LAUSR

Abstract Purpose FLASH radiotherapy (FLASH‐RT) is the potential for a major breakthrough in cancer care, as preclinical results have shown significantly reduced toxicities to healthy tissues while maintaining excellent tumor control. However, FLASH conditions were not considered in the current proton facilities’ shielding designs.

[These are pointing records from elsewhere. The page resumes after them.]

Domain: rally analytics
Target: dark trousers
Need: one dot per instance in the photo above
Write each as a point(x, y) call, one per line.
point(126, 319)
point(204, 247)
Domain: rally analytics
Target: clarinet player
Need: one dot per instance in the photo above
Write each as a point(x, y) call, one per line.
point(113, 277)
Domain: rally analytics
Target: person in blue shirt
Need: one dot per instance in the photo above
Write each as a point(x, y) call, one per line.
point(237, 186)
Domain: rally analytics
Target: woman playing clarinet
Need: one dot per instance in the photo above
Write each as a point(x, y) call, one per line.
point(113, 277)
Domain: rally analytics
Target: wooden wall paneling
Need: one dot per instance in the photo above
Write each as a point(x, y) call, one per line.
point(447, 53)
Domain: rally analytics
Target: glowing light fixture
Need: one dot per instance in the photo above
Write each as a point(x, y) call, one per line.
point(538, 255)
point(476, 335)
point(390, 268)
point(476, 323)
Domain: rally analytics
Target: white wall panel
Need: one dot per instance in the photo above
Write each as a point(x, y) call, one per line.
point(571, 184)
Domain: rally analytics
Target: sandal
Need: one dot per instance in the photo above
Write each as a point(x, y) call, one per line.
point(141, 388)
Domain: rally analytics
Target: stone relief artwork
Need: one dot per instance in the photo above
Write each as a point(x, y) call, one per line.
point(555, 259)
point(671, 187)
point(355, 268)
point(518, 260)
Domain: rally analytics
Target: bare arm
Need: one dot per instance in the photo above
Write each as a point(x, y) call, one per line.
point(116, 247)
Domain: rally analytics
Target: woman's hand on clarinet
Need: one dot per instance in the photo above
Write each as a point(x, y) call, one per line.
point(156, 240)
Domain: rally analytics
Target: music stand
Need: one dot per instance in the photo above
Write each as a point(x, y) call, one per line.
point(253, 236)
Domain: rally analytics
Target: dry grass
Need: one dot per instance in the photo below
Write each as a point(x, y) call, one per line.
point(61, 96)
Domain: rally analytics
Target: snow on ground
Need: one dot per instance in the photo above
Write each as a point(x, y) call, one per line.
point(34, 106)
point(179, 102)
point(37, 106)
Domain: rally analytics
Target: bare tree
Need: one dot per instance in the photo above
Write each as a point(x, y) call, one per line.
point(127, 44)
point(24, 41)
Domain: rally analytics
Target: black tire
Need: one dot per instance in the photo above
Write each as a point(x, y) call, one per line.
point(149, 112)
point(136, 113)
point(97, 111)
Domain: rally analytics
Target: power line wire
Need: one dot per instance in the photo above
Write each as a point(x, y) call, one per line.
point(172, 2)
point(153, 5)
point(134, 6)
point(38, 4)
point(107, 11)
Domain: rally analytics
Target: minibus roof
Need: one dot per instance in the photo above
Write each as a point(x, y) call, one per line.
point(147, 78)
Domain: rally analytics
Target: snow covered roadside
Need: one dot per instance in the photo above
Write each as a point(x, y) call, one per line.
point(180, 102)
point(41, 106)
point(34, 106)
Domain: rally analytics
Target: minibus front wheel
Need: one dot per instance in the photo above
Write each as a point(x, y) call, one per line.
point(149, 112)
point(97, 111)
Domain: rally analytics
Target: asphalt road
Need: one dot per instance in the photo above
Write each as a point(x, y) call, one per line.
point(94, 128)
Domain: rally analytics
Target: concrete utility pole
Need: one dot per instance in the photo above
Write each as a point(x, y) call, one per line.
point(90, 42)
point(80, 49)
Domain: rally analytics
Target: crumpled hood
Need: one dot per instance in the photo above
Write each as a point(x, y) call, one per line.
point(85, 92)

The purpose of this study is to validate the adequacy of conventionally shielded proton rooms used for FLASH‐RT. Methods Clinical FLASH irradiations typically take place in a few 100 ms, orders of magnitude shorter than the response time of the wide‐energy neutron detector (WENDI–II). The nozzle beam current (representing the dose rate) dependence of the WENDI–II detector response was empirically determined to stabilize with a beam current of ≤10 nA at the measurement point with the highest dose rate. A large, predefined proton transmission FLASH plan (250 MeV, 7 × 20 cm2, 8 Gy at isocenter) was commissioned as part of a FLASH clinical trial. For purpose of this study, that field was adjusted from 250 to 244 MeV, allowing a lower beam current of 10 nA to provide reliable detector response. Radiation surveys were performed for the proton beams with/without extra beam stopper (30 × 30 × 40‐cm3 solid water slabs) at 0°, 90°, 180°, and 270° gantry angles. Results Ambient doses were recorded at seven different locations. A 170‐nA beam current, commonly used for clinical FLASH plans, was chosen to normalize the average ambient dose rate to FLASH conditions. Assuming 200‐Gy/h workload (25 FLASH beams, 8 Gy/beam), annual occupational dose at controlled areas was calculated. For all gantry angles, ≤0.4 mSv/year is expected at treatment room door. The highest ambient dose, 2.46 mSv/year, ∼5% of the maximum annual permissible occupational dose, was identified at the isocenter of the adjacent treatment room with 90° gantry. Conclusion These survey results indicate that our conventionally shielded proton rotating gantry rooms result in acceptable occupational and public doses when the transmission FLASH beams delivered at four cardinal gantry angles based on 200‐Gy/h workload assumption. These findings support that FLASH clinical trials in our conventionally shielded proton facilities can be safely implemented.